Empresário e jornalista de formação, Samuel Seibel, 65 anos, preza por um conceito colocado em xeque com a pandemia. Dono da rede Livraria da Vila, Seibel defende a experiência sensorial da ida à loja, onde o leitor pode folhear livros, ouvir uma boa música e sentar para tomar um café. Em 2019, a rede aderiu de vez ao mundo virtual, colocando no ar sua loja e-commerce. A atualização da empresa foi providencial: com o fechamento do comércio em 2020, seguido de protocolos com horários restritos, a Livraria da Vila conseguiu manter no on line parte de suas vendas. E em um cenário de crise econômica, ainda provou solidez, abrindo novas lojas.
A Receita Federal afirmou em documento que livros são adquiridos por quem ganha mais de dez salários, um argumento para levar adiante o plano de retirar a isenção de tributos sobre o produto. Qual sua opinião? A Receita está se baseando em dados técnicos, porém, demonstra uma visão distorcida sobre o assunto. Quem frequenta feiras e festas literárias, especialmente em comunidades de baixa renda, percebe o interesse e a importância da formação de leitores e futuros escritores em todas as classes. Não corresponde à realidade dizer que pessoas de baixa renda não leem. Porém, o poder aquisitivo dessas pessoas faz com que elas comprem menos livros do que gostariam. Ao aumentar o preço médio do livro, vamos alimentar ainda mais a desigualdade do país. A educação, os livros, aliás, são necessários na luta contra a desigualdade.
O deputado Rodrigo Maia argumenta que o valor arrecadado com a tributação ajudaria a incentivar projetos de leitura para os mais pobres. Concorda? Não faz sentido pensar que um produto que vai ficar mais caro vai continuar vendendo o mesmo. Com certeza, o livro vai vender menos. Vendendo menos, a arrecadação não vai ser grande. Na balança, não vai surtir esse efeito. Sem dizer que me preocupa promessas culturais no Brasil, raramente levadas adiante. Nosso setor está em crise, está combalido, e um preço competitivo ajuda. Há países que, durante a pandemia, consideraram livrarias como essenciais, como farmácia e supermercados. Livros são um remédio para a alma.
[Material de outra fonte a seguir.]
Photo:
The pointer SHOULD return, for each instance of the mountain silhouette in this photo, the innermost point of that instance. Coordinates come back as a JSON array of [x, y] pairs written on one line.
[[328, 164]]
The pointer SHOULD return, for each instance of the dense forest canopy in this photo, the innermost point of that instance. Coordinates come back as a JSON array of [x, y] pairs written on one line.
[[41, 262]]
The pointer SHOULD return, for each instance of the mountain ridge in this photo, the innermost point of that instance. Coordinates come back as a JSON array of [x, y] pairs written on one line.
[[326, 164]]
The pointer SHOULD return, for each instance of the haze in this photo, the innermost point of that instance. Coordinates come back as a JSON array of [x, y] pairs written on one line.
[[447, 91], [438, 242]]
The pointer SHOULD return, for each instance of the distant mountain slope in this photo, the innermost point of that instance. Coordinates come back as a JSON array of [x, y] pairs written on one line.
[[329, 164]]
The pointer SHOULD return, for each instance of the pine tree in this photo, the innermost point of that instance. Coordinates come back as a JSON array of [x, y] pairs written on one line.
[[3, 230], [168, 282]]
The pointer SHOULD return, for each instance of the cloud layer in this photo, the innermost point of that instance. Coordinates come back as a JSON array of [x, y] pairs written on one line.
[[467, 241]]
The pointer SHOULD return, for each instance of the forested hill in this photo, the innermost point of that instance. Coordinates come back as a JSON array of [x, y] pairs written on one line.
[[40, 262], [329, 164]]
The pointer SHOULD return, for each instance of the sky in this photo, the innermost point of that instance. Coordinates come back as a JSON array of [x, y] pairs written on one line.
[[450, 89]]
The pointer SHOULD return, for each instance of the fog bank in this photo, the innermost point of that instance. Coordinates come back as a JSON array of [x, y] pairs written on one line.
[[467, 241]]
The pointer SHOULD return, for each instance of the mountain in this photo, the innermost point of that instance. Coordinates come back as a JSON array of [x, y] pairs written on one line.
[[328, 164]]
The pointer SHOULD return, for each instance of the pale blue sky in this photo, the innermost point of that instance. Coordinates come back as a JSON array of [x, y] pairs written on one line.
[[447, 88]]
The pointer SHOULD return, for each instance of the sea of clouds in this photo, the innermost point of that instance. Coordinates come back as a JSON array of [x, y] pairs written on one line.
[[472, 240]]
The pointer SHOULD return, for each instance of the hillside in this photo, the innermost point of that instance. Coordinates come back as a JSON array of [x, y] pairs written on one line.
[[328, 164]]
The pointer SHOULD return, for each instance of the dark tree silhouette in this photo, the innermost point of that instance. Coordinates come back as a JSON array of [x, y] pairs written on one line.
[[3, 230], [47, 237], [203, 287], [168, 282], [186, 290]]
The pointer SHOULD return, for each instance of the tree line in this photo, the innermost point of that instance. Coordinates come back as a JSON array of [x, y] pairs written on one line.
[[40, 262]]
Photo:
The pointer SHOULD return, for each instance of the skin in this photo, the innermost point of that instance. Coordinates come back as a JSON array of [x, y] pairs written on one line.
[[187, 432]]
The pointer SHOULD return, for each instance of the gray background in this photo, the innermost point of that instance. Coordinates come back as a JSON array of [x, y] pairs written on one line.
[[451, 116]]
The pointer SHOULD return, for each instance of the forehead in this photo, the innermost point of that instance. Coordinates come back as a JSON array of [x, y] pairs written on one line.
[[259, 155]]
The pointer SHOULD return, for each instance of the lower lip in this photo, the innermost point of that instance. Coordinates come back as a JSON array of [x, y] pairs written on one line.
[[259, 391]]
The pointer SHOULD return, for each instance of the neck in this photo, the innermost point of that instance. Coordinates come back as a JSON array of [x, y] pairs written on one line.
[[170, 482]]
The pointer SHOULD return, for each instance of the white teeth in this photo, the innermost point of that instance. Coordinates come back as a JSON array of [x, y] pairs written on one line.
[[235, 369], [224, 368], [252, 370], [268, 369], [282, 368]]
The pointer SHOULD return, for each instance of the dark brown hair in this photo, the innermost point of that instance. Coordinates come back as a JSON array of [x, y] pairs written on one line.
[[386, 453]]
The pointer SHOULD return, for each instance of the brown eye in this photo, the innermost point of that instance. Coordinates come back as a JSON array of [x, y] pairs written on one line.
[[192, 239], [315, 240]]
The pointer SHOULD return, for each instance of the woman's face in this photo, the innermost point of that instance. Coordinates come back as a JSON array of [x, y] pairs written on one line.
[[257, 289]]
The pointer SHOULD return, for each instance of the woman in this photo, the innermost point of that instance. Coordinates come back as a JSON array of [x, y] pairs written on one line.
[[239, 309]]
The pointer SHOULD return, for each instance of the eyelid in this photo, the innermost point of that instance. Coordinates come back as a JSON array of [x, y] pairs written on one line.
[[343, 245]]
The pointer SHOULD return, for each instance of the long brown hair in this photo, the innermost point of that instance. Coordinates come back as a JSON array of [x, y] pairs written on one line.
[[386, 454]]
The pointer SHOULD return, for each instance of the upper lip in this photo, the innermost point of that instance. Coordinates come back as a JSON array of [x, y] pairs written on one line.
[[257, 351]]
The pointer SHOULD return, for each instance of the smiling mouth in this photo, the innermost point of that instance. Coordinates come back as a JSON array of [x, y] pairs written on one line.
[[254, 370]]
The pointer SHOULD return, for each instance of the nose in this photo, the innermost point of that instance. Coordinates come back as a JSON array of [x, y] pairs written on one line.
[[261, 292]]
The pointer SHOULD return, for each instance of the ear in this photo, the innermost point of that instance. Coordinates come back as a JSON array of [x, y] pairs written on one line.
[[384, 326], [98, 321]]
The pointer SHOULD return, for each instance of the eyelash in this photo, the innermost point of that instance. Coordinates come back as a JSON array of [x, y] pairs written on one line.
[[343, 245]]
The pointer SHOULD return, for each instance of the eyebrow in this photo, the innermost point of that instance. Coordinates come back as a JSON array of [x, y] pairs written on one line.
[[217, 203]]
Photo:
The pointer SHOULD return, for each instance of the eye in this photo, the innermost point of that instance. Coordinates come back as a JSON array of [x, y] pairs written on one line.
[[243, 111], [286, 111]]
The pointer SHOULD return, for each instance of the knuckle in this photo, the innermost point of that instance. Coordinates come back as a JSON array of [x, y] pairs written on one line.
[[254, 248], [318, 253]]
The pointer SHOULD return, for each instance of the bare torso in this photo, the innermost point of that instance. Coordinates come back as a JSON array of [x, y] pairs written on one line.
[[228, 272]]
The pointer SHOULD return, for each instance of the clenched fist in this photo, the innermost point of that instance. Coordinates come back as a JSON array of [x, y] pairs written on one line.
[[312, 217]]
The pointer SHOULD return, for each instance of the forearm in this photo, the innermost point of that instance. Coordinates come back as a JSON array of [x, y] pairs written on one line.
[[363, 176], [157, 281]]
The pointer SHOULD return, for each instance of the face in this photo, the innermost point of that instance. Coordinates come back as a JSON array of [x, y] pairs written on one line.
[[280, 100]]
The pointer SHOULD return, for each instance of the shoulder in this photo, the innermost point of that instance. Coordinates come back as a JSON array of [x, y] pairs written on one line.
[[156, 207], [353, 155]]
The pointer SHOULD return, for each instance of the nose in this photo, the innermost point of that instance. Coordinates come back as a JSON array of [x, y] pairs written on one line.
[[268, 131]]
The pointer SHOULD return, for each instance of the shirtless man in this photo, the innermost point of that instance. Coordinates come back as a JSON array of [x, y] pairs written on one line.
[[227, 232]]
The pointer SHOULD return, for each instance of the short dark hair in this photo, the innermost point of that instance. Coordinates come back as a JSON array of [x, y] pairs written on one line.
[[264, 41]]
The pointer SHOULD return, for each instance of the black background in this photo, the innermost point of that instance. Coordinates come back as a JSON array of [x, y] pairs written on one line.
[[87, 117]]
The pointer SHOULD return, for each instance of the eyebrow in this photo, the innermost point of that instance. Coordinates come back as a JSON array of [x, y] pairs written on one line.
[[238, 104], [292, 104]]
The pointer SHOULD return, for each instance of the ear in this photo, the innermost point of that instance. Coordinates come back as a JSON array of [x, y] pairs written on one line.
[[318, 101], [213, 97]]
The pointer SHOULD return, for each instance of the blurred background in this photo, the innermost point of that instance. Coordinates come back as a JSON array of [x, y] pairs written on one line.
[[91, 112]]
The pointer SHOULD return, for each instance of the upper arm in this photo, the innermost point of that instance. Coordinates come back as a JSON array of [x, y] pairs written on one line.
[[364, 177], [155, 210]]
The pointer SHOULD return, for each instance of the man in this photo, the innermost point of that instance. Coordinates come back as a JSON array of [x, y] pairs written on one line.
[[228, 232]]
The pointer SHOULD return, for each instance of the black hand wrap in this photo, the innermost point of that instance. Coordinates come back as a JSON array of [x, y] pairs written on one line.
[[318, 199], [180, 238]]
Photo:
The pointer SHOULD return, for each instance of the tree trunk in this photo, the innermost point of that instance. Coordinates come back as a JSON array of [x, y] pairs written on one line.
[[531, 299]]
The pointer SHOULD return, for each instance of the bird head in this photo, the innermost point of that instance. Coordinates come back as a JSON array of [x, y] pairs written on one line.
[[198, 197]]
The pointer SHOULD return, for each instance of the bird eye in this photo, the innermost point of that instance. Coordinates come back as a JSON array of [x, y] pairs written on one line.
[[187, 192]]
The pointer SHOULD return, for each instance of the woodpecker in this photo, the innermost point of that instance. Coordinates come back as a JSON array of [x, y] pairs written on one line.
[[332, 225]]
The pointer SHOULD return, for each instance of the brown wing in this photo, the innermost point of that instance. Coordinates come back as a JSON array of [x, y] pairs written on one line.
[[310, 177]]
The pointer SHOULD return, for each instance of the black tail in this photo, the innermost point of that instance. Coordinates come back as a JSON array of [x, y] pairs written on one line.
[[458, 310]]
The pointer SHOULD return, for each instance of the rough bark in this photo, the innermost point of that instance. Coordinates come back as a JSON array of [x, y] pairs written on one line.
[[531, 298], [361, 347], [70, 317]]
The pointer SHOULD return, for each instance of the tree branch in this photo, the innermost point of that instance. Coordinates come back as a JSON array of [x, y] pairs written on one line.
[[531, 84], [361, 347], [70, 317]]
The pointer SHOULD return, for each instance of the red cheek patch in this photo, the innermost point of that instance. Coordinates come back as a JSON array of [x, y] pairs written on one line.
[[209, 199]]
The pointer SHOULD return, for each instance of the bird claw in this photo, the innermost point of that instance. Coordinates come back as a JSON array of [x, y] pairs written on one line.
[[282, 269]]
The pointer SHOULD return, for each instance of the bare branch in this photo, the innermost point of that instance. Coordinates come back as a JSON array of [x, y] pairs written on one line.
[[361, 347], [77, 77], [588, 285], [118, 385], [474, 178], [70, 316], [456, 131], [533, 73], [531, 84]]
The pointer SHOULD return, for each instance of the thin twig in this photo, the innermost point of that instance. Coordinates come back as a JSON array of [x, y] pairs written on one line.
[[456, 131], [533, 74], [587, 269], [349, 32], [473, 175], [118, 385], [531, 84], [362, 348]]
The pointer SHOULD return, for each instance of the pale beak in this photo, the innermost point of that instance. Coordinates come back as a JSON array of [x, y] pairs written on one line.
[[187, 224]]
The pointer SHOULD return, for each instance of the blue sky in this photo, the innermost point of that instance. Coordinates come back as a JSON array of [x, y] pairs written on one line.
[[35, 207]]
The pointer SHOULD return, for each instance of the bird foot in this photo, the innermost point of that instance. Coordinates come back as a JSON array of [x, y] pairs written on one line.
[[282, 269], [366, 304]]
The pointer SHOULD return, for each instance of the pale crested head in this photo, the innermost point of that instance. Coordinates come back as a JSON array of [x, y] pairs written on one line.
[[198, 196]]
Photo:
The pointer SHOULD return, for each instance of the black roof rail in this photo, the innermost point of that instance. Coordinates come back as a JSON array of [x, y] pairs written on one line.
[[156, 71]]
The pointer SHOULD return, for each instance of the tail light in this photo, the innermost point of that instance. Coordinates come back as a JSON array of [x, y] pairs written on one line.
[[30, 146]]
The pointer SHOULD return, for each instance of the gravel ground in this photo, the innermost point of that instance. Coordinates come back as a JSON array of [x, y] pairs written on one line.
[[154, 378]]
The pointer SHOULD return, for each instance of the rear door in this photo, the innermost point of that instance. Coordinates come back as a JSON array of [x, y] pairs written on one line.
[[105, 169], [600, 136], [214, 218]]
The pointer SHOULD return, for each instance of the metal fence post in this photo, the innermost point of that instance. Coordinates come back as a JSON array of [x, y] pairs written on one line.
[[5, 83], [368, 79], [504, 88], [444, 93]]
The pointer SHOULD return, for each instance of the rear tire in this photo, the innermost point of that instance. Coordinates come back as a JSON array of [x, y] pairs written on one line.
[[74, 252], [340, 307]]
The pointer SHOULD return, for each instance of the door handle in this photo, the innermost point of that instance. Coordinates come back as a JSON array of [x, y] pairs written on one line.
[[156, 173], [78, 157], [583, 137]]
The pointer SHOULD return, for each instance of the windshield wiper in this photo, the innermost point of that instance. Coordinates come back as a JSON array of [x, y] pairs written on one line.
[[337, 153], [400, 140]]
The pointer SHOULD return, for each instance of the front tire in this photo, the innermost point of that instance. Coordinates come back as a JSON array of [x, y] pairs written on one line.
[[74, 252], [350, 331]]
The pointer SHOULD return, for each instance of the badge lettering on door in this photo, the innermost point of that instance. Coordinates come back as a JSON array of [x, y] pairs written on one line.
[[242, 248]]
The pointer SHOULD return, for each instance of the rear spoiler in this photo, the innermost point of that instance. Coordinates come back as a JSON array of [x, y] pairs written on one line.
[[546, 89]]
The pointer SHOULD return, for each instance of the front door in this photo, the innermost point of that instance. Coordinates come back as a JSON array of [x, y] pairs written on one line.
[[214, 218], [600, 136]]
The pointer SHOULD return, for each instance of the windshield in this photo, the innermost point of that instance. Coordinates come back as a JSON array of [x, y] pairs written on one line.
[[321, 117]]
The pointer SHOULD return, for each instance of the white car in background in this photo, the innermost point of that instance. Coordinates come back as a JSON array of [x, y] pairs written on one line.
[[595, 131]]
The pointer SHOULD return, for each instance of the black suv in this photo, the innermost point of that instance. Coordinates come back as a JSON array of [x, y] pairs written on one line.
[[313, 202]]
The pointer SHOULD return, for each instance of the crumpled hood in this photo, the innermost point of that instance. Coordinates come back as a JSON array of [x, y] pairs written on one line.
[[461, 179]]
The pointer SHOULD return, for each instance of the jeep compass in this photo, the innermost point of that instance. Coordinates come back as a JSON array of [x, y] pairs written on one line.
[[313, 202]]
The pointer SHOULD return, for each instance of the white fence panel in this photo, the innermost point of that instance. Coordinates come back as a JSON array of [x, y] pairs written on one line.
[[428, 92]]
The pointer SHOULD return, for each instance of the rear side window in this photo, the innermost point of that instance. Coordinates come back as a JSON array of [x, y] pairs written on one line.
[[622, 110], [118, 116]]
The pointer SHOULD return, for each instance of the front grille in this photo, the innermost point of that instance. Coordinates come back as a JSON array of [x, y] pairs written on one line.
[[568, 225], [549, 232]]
A Livraria da Vila conseguiu se manter sem fechar lojas ou demitir funcionários. Ainda abriu três novas lojas no fim do ano passado. Como superaram a crise para chegar nesse ponto de expansão? Essas novas lojas são parte de um planejamento antigo. Nos ajudou o fato de ter lançado em 2019 um e-commerce com maior presença nas redes. Nos adequamos ao jeito de trabalhar que se tornaria imperativo na pandemia. Claro que o faturamento das lojas físicas caiu muito, mas conseguimos vender com esquemas como drive thru, encomendas via WhatsApp e lives. Hoje alcançamos um patamar de faturamento em torno dos 70% em comparação ao ano de 2019, nossa última referência de normalidade.
As lojas físicas são parte do DNA da empresa. Acha que esse modelo vai sobreviver? Sim, é o que acreditamos. A situação que estamos vivendo vai passar. Será superada. As pessoas vão reassumir hábitos corriqueiros. É parte da natureza humana sair, se encontrar, ir no cinema, teatro, restaurante, livrarias. Esperamos esse retorno ao tal do velho normal.